Caroline Davidson and Dorryce Rudd of the Midlothian Book Exchange (Photo by Jay Paul)
Before mother-daughter duo Dorryce Rudd and Caroline Davidson became the owners of the Midlothian Book Exchange, they were avid readers and longtime customers.
The women say it only took a few visits before they fell in love with the shop’s warm atmosphere — to say nothing of its long aisles of shelves filled with an estimated 175,000 books, a reader’s paradise. People of all ages mill about the generously sized space with books in hand, peruse seasonal and thematic displays, or wait to trade gently used books for store credit. Stock includes a wide range of fiction, nonfiction, children’s books, first editions, and antique and vintage books, as well as audiobooks on CD, puzzles and gift items.
When Davidson and Rudd became regulars, the store belonged to another mother-daughter team. Native Richmonder Maude Kerby opened the store in 1986 after retiring from her career as an elementary school teacher. Her daughter, Martha Graydon, joined the staff in 1991 and later became co-owner, taking over entirely on Kerby’s death in 2010.
After spending decades building the store into a third space cherished by the local community, Graydon decided to retire. She put the store on the market in early 2020 but was immediately faced with an unexpected challenge: the COVID-19 pandemic.
As an added obstacle, Graydon says, potential buyers who did reach out wanted to take the business digital at the expense of the physical store and its close-knit community. “I had one guy come in who was never going to even open the doors,” she recalls. “He was going to treat it like a chop shop and sell the entire shop online. I told him, ‘No, you’re not going to do that.’”

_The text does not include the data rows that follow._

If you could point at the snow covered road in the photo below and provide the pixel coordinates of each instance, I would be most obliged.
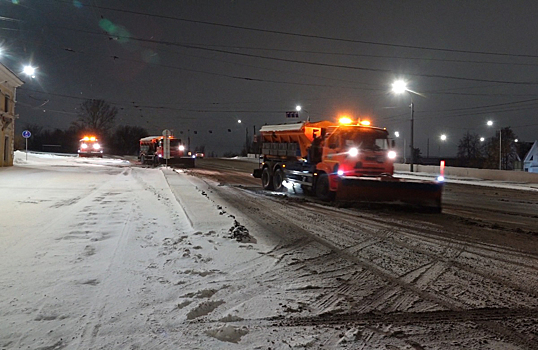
(101, 254)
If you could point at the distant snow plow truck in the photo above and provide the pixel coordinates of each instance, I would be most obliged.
(343, 161)
(152, 152)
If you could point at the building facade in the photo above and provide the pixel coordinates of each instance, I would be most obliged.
(9, 82)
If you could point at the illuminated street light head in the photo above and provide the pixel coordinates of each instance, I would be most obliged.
(399, 87)
(29, 70)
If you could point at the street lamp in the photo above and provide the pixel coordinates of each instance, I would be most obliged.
(442, 138)
(247, 143)
(399, 87)
(490, 123)
(29, 70)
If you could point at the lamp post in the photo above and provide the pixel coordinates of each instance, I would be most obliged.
(442, 138)
(490, 123)
(29, 71)
(247, 143)
(399, 87)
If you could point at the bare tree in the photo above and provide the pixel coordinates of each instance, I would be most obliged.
(507, 150)
(469, 150)
(96, 116)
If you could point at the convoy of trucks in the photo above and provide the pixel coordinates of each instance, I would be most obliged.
(89, 146)
(154, 151)
(344, 161)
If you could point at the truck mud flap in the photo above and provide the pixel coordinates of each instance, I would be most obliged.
(423, 194)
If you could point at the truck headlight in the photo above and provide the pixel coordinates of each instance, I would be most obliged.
(353, 152)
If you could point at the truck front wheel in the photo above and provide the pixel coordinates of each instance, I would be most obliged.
(278, 179)
(267, 179)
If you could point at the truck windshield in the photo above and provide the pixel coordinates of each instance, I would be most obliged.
(369, 139)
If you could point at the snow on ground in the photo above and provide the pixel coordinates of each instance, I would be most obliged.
(99, 255)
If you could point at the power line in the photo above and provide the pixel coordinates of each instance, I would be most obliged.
(300, 34)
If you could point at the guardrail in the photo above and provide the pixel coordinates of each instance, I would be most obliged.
(485, 174)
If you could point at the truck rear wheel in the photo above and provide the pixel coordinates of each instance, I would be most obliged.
(323, 191)
(267, 179)
(278, 179)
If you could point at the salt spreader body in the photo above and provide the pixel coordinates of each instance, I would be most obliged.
(342, 161)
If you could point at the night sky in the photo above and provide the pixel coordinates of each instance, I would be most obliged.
(199, 66)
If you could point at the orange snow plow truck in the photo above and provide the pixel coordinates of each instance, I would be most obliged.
(152, 152)
(343, 161)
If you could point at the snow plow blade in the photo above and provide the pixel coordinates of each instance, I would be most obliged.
(423, 194)
(183, 162)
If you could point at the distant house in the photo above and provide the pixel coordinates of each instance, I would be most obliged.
(9, 83)
(530, 163)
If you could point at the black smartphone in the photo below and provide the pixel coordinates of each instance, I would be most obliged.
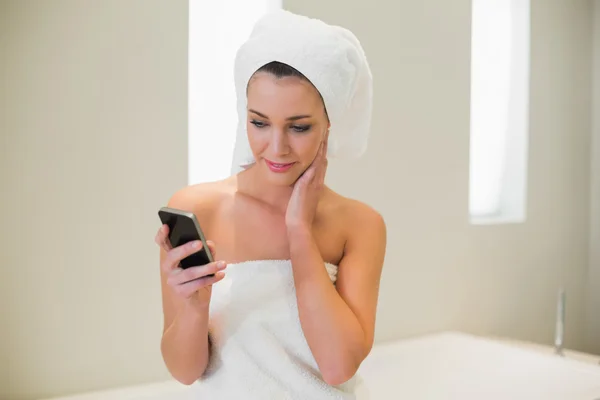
(184, 228)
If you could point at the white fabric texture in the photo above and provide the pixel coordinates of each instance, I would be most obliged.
(258, 349)
(331, 57)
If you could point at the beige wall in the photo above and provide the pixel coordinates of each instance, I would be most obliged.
(593, 304)
(94, 140)
(94, 137)
(440, 272)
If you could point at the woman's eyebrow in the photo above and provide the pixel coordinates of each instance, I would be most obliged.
(294, 118)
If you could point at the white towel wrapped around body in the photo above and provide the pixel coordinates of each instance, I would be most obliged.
(258, 349)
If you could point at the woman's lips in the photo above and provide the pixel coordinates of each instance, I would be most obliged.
(278, 167)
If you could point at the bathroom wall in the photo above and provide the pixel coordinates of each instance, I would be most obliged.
(93, 136)
(593, 304)
(440, 272)
(93, 130)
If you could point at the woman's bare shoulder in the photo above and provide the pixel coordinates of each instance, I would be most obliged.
(203, 197)
(352, 212)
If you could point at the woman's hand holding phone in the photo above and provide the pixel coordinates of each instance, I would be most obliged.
(195, 283)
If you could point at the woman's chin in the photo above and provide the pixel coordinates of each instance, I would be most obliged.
(287, 178)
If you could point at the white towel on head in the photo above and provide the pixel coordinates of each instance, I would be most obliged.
(331, 57)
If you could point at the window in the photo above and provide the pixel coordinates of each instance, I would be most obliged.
(216, 30)
(499, 110)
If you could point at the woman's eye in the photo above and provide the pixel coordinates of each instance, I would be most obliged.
(258, 124)
(301, 128)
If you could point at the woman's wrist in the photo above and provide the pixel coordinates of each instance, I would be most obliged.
(296, 231)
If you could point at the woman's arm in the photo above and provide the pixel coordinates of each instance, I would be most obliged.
(184, 345)
(339, 324)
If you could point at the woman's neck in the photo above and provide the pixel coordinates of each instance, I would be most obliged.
(256, 186)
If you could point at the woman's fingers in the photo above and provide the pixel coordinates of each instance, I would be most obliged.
(175, 255)
(212, 248)
(162, 238)
(182, 276)
(189, 288)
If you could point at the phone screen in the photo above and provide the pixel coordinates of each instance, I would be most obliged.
(182, 229)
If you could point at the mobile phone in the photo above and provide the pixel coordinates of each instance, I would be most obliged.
(184, 228)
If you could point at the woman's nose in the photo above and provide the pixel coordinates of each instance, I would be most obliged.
(279, 142)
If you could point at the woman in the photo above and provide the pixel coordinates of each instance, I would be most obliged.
(290, 311)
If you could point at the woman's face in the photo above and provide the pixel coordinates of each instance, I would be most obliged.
(286, 125)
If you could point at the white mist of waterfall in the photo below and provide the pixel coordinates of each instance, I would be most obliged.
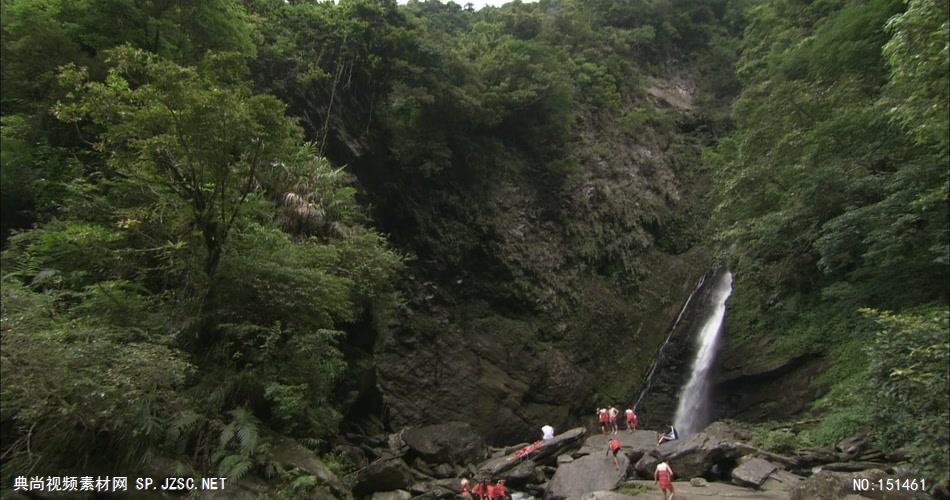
(648, 382)
(692, 412)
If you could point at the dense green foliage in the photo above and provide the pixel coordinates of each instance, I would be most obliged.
(192, 261)
(186, 274)
(833, 196)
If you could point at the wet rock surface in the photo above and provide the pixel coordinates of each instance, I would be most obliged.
(383, 475)
(714, 464)
(753, 472)
(448, 443)
(595, 472)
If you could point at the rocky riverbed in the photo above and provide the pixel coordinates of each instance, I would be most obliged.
(429, 462)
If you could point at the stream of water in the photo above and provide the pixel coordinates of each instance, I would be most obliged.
(648, 381)
(692, 412)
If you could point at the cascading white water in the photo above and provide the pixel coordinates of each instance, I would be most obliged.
(692, 412)
(648, 381)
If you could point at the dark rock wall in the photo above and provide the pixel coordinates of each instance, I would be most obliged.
(542, 303)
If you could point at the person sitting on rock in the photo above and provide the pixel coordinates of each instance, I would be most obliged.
(663, 476)
(464, 490)
(671, 435)
(613, 446)
(602, 418)
(497, 491)
(482, 490)
(631, 420)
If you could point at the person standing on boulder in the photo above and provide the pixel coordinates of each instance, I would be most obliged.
(497, 491)
(613, 446)
(612, 414)
(463, 489)
(603, 418)
(672, 435)
(482, 490)
(663, 476)
(631, 420)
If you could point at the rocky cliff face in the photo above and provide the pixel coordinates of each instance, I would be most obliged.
(560, 303)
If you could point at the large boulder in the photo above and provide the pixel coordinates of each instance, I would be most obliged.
(646, 465)
(451, 442)
(605, 495)
(392, 495)
(586, 475)
(782, 480)
(727, 432)
(547, 449)
(632, 444)
(519, 475)
(753, 472)
(289, 453)
(382, 475)
(697, 454)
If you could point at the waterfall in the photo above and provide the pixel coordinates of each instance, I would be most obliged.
(692, 412)
(648, 382)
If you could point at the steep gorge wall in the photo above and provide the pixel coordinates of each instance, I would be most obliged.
(529, 329)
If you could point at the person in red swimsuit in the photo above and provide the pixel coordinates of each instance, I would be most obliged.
(663, 476)
(602, 418)
(613, 446)
(497, 491)
(612, 414)
(481, 490)
(631, 420)
(464, 489)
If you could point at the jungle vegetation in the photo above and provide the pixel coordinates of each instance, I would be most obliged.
(202, 201)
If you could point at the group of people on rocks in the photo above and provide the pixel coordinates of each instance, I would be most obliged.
(607, 417)
(608, 420)
(484, 490)
(663, 475)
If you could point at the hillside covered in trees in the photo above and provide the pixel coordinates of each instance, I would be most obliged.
(231, 223)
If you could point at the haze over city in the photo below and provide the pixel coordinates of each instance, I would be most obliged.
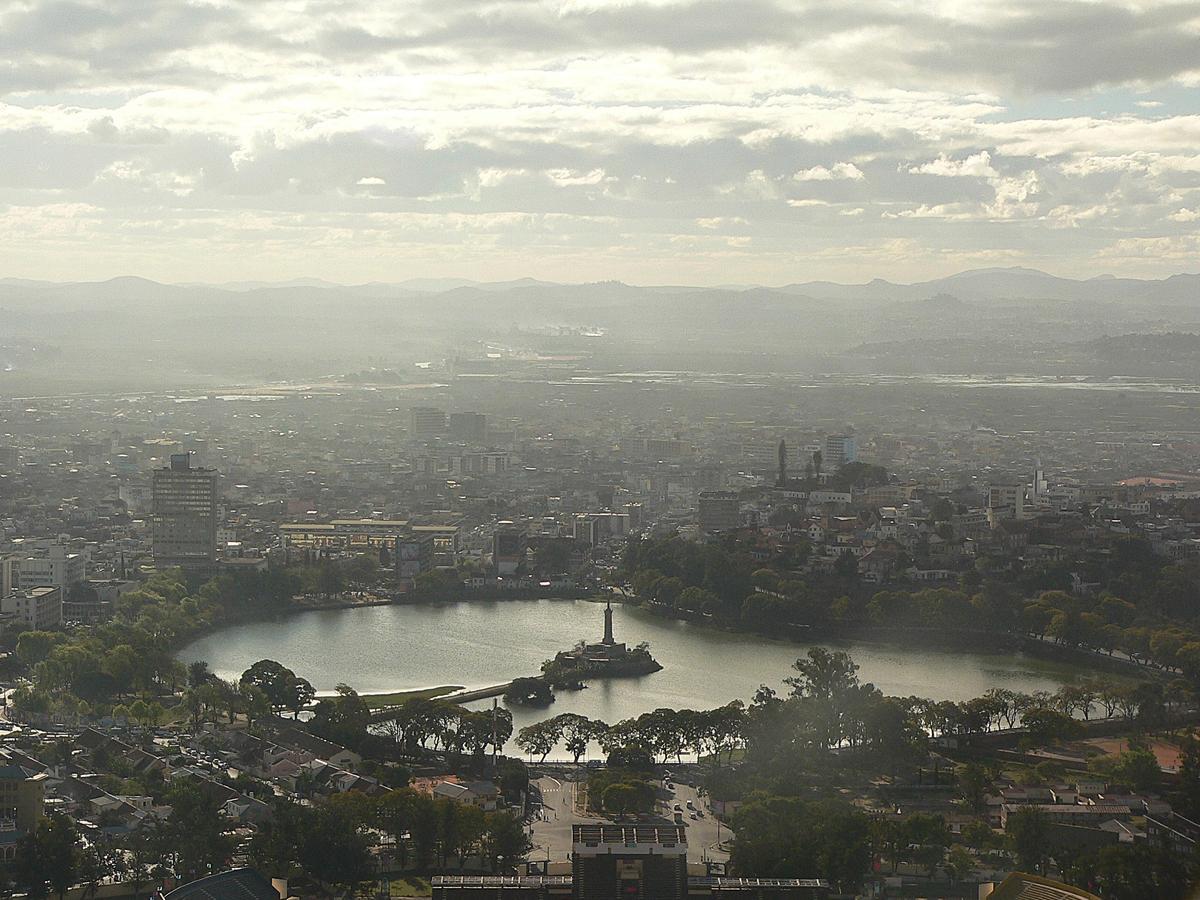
(599, 450)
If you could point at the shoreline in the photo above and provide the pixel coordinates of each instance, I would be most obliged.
(976, 642)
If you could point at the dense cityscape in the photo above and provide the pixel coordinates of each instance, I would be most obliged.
(1047, 538)
(599, 450)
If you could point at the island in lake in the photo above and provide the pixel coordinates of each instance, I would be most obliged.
(606, 659)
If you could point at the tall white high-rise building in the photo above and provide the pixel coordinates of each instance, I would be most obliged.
(184, 526)
(839, 450)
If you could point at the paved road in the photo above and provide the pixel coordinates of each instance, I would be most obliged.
(552, 825)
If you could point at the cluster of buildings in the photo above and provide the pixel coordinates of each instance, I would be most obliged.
(625, 861)
(538, 493)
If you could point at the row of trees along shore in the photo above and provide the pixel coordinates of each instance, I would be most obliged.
(789, 757)
(1144, 607)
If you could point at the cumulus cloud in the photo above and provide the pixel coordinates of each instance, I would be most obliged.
(574, 133)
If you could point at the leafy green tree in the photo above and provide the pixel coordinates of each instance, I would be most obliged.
(342, 718)
(33, 647)
(505, 841)
(333, 846)
(197, 831)
(784, 837)
(48, 857)
(1029, 831)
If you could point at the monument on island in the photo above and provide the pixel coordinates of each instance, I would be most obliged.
(606, 659)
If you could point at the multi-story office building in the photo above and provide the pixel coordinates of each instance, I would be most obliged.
(426, 423)
(508, 549)
(468, 427)
(611, 861)
(839, 450)
(719, 511)
(184, 526)
(54, 567)
(37, 609)
(10, 569)
(1006, 501)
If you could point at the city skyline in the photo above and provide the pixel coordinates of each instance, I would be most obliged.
(647, 142)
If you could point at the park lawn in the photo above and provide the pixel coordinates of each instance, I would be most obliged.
(378, 701)
(411, 886)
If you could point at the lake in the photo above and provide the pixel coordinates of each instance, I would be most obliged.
(478, 643)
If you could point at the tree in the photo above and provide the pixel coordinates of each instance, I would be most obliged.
(973, 783)
(334, 847)
(928, 838)
(784, 837)
(1030, 834)
(1139, 768)
(826, 675)
(507, 841)
(48, 857)
(342, 718)
(198, 673)
(1048, 726)
(960, 863)
(197, 831)
(1189, 777)
(540, 738)
(33, 647)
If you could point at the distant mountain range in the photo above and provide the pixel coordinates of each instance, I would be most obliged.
(984, 319)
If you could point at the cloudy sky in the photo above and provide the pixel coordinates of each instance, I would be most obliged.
(648, 141)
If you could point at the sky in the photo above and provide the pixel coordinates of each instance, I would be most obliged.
(703, 142)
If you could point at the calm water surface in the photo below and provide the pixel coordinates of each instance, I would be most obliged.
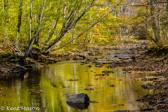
(53, 81)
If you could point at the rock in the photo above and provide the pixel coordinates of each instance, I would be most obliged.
(98, 65)
(78, 98)
(79, 105)
(106, 72)
(89, 65)
(147, 86)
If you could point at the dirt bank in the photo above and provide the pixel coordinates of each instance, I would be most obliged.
(135, 58)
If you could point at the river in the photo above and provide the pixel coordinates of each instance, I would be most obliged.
(117, 91)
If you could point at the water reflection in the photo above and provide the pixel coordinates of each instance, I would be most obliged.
(56, 87)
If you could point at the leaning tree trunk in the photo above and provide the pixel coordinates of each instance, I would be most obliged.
(19, 23)
(6, 19)
(36, 34)
(31, 6)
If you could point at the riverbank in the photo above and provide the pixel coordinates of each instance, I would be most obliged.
(134, 58)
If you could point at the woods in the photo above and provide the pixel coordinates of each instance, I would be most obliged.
(51, 25)
(114, 51)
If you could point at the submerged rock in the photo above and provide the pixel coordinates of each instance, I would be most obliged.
(79, 105)
(78, 98)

Without a viable buyer to continue the business and with book donations restricted due to the pandemic, Graydon was considering recycling or throwing away most of the titles. That news hit Davidson hard. “I remember having this physical reaction,” she recalls: “‘No, you can’t throw the books away.’”
In July 2020, she and her mother bought the store to keep the books from hitting the bin. “We really bought it to save the books and ended up getting a community,” Davidson says. “It is a business, but it’s so much more than that for us.”
Neither Davidson, who worked in direct sales, nor Rudd, a retired elementary school teacher and pastor, had owned a store before. Some of the decisions were made easy by their promise to Graydon not to alter the exchange system. All books are priced at half the cover price; customers who trade in books receive store credit that can be used to pay for half their purchase, resulting in net savings up to 75%.
The Midlothian Book Exchange at 13198 Midlothian Turnpike (Photo courtesy Caroline Davidson)
Despite the learning curve for the new owners, the store is now prospering like never before. The pair have grown both the community of customers and the connections with other independent bookstores in the area.
“Caroline has been much more proactive about an online presence and networking with other shops in the area than I ever was,” Graydon says. “I didn’t branch out of my comfort zone beyond making the store into something that people could walk into. She is really taking the ball and running with it.”
One of the new features, launched this month in celebration of the store’s 40th anniversary, is a membership program facilitated by a digital fundraising platform for bookstores. True to the store’s community roots, Davidson and Rudd also held a party and a food drive and are hosting a yearlong reading challenge with quarterly book club meetings, as well as “Fifth Saturday” promotions that began in January and continue through May, August and October.
Inside the Book Exchange (Photo by Jay Paul)
Lisa O’Hare was a longtime regular before she began working at the shop over a decade ago. The sole employee to work for both sets of owners, she has watched the store grow under both mother-daughter teams. “It was a dream job for me,” O’Hare says. “I was surrounded by books, and I had been shopping here since Martha’s mother owned it. When my kids were small, her mother would help me, so I love this store.”
Another passionate customer who joined the staff, Jordan Carrera, says the Book Exchange became a haven after she and her mother moved to the area from Oregon in 2016. Stopping in to pick out books was one of their favorite pastimes. “My first thought was that this place is so relaxing,” Carrera says. “Even working here is relaxing.”
The staff of diverse readers enjoys helping customers with recommendations and advice. An artist and fantasy genre lover, Carrera specializes in 2010s young adult novels. Lately, though, she finds herself selling unsure parents on graphic novels. “I’ve been trying to explain to parents that [graphic novels] are still OK,” she says. “I think that as long as [kids are] engaging with the art, whether it’s graphic novels or books, that it’s fantastic.”
Conversations like these help grow the bonds within the store’s community — so much so that Davidson’s next endeavor will be building a reading room in the back of the store for the growing number of book clubs and events. “This is where we have them now,” Davidson says, gesturing to a small sitting area in front of the rare books section. “We’re rapidly outgrowing the area, and we just need more space.”
In a time when reading has become digitized and more expensive, Davidson and Rudd stay boldly traditional in the store’s approach. They don’t offer online sales or inventory, just an old-fashioned book exchange that tailors each customer’s experience and strives to keep reading accessible. “We can get to know our customers,” Rudd says. “We want them to enjoy, to visit, to enjoy.”